Ne yapılırsa yapılsın bir yolunu bularak kaldırımlara park eden arabalar nedeni ile yayalar yola inmek zorunda kalıyor. Arabalar dışında kaldırımları işgal eden yeni bir akım var mahallemde. Belediyenin hiç bir belirleme yapmadan izin vermesi nedeni ile neredeyse her apartmanın altına bir cafe açılıyor. Kendi apartmanına girebilmek için masalardan yol kalmadığından önce kapıdan uzağa gidip geri dönmek zorunda kalıyorsun. Sonra sigara içmek için tam senin kapının önüne dikilmiş duran guruptan izin istiyorsun. Sana onları rahatsız etmişsin gibi kızgın bakıyorlar. Oysa tek isteğin evine yabancı birinden müsaade istemeden girmek. Geç saatlere kadar kapı önünde gürültü yapılması, dayandıkları sırtları ile fark etmeden bastıkları zilin sesi ile gecenin bir yarısında uyanmak ya da bu saatte kim geldi diye merak etmek mahallemin yeni yabancılarının getirdikleri. Bu yeniliklerin hiçbiri çocuklara uygun değil. Hatta çocukların mahallede gezinmesini ve yaşamasını zorlaştıran şeyler. "Mahalle çocuğu" deyimi sokakta çok kalan, eve girmeyen çocuklar için söylenirdi. Oysa şimdi çocuklar dışarı çıkamıyor. Çocuklar için mahalleler çoktan kayboldu. Büyükler için de gittikçe yok oluyor.
SOSYALE ŞEMEYEN ÇOCUKLAR
Ailelerin çoğu her yaştaki çocuğunun sosyalleşemediğinden şikayetçi oluyor. İnsanlarla konuşmadıklarından, kendi arkalarına saklandıklarından yakınıyorlar.

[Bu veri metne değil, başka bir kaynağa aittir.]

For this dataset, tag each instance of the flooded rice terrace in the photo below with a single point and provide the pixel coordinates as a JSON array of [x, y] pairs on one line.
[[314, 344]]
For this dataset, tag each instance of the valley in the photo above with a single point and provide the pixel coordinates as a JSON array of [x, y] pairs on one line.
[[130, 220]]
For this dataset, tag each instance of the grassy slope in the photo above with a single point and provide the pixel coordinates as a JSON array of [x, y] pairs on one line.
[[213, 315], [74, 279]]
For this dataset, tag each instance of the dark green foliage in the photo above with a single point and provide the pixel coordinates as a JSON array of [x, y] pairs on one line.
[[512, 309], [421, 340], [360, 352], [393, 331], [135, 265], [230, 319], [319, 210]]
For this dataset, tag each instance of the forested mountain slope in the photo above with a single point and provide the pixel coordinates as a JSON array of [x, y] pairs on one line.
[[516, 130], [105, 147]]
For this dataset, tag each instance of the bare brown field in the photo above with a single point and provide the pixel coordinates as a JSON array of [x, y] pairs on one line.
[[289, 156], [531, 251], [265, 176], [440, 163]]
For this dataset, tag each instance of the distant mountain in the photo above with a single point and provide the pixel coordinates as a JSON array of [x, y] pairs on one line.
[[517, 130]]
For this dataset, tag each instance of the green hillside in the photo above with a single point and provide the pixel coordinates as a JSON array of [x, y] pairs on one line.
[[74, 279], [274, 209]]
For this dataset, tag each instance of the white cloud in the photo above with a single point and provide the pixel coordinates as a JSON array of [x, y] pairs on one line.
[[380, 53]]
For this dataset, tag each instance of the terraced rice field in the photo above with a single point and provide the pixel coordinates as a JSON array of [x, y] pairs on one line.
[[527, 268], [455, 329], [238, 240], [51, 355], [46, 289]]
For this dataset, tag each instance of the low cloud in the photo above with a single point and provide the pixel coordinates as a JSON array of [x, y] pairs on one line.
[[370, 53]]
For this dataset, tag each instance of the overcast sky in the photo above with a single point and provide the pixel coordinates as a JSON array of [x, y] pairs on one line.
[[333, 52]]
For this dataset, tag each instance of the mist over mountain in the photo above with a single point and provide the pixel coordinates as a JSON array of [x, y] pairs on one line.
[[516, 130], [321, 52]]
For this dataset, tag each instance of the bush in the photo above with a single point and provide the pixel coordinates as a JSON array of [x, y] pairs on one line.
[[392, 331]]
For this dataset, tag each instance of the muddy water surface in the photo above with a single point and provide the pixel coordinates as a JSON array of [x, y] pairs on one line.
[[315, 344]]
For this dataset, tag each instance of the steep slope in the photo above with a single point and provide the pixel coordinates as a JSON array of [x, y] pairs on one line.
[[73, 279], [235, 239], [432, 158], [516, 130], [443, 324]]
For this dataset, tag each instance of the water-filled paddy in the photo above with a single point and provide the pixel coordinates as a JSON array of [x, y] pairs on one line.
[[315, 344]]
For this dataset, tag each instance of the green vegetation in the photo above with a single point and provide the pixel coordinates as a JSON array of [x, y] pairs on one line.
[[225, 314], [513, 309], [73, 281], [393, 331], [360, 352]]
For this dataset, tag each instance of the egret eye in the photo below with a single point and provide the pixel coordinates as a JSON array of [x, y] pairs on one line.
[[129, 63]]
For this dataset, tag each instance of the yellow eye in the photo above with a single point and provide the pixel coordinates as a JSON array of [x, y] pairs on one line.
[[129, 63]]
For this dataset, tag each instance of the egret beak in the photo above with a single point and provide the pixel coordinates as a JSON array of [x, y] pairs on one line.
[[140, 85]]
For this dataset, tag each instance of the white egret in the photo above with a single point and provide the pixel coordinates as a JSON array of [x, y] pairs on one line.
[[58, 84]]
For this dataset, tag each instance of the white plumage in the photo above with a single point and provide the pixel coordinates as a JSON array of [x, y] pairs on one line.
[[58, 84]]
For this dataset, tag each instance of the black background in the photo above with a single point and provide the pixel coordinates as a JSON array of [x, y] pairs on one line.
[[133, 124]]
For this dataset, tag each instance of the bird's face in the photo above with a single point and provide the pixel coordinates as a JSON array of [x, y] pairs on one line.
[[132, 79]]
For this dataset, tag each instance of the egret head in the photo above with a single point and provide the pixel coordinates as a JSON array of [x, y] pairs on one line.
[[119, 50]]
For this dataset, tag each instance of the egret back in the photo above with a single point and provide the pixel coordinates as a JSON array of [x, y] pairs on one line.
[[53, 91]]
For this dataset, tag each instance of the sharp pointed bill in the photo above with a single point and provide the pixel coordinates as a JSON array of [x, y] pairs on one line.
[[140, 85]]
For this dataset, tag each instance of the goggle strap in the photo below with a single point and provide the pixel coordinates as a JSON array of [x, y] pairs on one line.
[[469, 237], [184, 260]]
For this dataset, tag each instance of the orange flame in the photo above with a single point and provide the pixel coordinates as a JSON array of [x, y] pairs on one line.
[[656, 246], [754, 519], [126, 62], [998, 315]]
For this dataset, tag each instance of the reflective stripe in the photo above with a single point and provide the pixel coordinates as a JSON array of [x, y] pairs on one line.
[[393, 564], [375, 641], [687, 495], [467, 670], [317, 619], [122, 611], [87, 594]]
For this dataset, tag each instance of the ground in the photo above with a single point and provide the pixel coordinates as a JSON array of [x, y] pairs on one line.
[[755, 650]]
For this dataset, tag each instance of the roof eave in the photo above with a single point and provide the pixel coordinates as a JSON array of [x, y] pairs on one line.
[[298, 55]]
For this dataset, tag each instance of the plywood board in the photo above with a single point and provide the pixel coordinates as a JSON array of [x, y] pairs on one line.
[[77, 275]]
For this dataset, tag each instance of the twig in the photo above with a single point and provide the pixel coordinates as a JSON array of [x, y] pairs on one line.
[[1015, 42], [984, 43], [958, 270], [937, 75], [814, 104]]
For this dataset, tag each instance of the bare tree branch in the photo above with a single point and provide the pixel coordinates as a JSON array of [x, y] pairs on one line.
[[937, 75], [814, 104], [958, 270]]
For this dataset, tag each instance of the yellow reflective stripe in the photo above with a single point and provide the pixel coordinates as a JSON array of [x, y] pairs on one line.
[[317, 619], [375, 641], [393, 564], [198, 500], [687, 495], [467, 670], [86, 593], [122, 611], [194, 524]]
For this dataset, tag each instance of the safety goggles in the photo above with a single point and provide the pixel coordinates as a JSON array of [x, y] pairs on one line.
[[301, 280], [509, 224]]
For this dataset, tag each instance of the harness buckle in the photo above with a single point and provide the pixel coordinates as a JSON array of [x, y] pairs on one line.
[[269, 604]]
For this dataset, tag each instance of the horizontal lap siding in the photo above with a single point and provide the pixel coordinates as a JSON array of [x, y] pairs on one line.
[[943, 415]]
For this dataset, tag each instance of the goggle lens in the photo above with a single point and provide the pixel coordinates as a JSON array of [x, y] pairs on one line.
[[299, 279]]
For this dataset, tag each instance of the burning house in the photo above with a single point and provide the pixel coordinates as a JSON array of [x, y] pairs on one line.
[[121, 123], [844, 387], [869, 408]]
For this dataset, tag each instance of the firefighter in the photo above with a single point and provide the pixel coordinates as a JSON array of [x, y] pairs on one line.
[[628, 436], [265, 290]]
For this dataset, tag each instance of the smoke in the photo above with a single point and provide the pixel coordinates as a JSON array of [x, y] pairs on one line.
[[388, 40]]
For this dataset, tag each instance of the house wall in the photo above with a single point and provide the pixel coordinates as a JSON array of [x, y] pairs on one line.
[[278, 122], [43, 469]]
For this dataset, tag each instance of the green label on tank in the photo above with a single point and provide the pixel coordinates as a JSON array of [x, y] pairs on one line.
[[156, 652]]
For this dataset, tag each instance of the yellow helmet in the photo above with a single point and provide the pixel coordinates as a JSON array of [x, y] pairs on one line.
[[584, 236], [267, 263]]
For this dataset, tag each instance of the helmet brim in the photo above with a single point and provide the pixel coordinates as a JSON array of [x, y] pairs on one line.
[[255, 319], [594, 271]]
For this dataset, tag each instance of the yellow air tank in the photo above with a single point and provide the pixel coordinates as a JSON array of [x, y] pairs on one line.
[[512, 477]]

Ailelerin aşırı koruyucu tutumları bir yana bırakılırsa çocukların sosyalleşmeleri için insanlarla ilişki kurabildikleri ortamlarda olmaları gerekir. Mahalleye çıkabilmek, komşu teyze, bakkal amca ile konuşabilmek, kreş ya da eve gelen misafirler dışında en iyi fırsatlardır. Evin içinde, arada AVM'lere giderek ya da çok zor bulunan parklarda zaman geçirerek sosyalleşmek zor oluyor. Kendi sistemlerinin dışında kalan kişilerle tanışamamaları bir başka sorun. Okullar da çoğunlukla farklı kültür, sosyal ve ekonomik seviyede olan çocuklarla karşılaşmalarına imkan vermiyor.

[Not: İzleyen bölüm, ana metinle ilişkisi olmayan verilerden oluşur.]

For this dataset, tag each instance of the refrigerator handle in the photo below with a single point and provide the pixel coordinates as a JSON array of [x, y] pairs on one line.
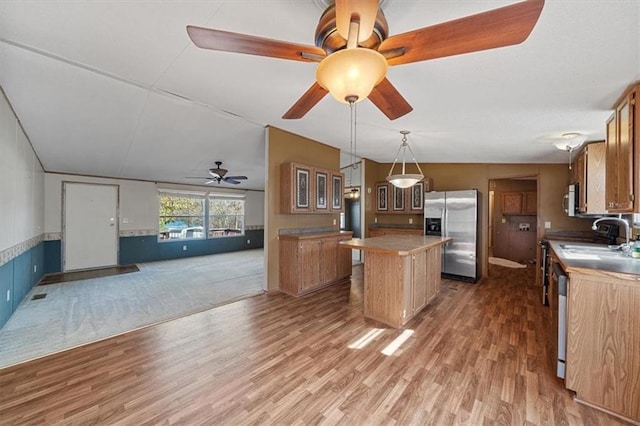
[[443, 223]]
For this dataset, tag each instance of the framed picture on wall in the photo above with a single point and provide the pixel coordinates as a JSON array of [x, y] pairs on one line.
[[321, 190], [398, 198], [382, 197], [417, 196], [337, 192], [302, 188]]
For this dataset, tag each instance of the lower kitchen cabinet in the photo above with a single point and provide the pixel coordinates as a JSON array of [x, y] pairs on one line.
[[603, 342], [380, 231], [310, 262]]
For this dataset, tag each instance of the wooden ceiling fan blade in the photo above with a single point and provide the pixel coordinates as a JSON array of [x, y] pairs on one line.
[[307, 101], [365, 10], [388, 100], [207, 38], [501, 27]]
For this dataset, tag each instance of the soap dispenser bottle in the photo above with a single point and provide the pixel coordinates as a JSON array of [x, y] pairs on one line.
[[635, 250]]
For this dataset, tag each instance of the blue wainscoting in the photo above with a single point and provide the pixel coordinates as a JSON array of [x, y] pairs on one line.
[[17, 278], [149, 249]]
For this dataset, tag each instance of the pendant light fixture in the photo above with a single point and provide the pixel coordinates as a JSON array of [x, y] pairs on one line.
[[404, 180]]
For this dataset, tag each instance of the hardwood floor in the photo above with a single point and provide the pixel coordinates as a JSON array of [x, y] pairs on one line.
[[479, 354]]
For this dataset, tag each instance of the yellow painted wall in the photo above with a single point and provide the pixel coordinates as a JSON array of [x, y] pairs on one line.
[[285, 147]]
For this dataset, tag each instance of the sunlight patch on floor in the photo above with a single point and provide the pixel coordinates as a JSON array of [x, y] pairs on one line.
[[397, 342]]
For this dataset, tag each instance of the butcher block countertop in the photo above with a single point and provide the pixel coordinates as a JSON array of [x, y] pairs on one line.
[[399, 245]]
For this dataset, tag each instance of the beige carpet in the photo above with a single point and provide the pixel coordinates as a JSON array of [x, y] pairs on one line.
[[505, 262]]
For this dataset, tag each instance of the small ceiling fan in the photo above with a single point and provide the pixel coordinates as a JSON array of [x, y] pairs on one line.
[[219, 175], [360, 28]]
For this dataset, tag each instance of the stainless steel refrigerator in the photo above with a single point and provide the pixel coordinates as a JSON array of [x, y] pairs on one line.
[[455, 214]]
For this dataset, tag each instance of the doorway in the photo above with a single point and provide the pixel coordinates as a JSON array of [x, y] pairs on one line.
[[513, 218], [89, 226]]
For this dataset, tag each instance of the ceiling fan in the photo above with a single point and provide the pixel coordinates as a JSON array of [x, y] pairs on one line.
[[359, 27], [218, 174]]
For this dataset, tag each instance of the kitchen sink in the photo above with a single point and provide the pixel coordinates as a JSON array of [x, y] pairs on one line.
[[592, 251], [589, 248]]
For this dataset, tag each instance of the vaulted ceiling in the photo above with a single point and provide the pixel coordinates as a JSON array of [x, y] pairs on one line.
[[117, 89]]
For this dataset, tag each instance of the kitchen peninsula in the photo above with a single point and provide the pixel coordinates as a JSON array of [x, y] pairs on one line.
[[401, 275]]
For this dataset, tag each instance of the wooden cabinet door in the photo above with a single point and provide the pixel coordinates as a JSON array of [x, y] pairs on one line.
[[310, 264], [433, 278], [512, 203], [530, 203], [594, 187], [418, 282], [344, 260], [579, 171], [619, 177], [328, 260], [612, 160], [624, 118]]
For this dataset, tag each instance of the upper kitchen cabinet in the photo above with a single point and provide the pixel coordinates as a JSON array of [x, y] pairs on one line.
[[589, 174], [620, 148]]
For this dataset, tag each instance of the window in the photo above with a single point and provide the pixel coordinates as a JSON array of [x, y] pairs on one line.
[[196, 215], [226, 216]]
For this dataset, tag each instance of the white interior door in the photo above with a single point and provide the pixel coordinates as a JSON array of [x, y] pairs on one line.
[[90, 227]]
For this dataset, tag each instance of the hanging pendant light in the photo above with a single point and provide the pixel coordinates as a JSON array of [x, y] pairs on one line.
[[404, 180]]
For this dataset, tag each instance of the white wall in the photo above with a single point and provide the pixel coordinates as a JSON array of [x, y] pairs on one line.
[[21, 183], [138, 202]]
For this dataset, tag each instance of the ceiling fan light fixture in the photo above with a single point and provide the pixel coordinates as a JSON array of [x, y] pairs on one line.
[[351, 73], [404, 180]]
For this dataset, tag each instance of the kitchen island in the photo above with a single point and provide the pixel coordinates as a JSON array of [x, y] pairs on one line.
[[602, 326], [401, 275]]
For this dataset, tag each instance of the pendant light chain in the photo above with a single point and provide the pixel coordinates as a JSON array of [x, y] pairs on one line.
[[353, 122]]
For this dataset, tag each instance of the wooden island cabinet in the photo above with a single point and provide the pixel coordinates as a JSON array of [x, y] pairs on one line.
[[309, 262], [401, 275]]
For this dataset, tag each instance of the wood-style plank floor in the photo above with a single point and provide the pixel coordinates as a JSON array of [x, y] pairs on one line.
[[479, 354]]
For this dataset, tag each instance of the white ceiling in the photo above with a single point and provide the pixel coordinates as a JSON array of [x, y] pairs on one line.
[[116, 88]]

Oysa eskiden aynı okulda çocuk yaşamı boyunca karşılaşabileceği herkesle karşılaşırdı. Herhangi bir gelişimsel sorunu, hastalığı, engeli olan çocukları çoğu okul ve veliler istemiyor. Böylece çocuk erişkin döneminde karşılaşacağı, birlikte yaşayacağı farklı kişileri tanıyamıyor. Oysa gelişimin önemli bir parçası farklı insanları tanımak ve birlikte olmaya uyum sağlamak. Bu kısıtlamalar erişkinlerin de birbirlerinden ayrı, kopuk hatta birbirlerine tahammülsüz olmalarına neden oluyor.
Ben mahallemin korunmasını istiyorum. Sabah selamlaşmalarımdan vazgeçmek istemiyorum. Mahallemin modernleşme adına orada yaşayanların haklarını gözetmeyen kişiler tarafından işgal edilmesini, değiştirilmesini istemiyorum. Ben mahallemde kendilerini güvende hisseden mahalle çocukları olsun istiyorum. Çocukların mahalle denildiği zaman bir politik terimi değil, insanların selamlaştığı, birbirlerine saygı gösterdiği ve çocukları hep birlikte korudukları yerleri anlamalarını istiyorum. Çok mu şey istiyorum?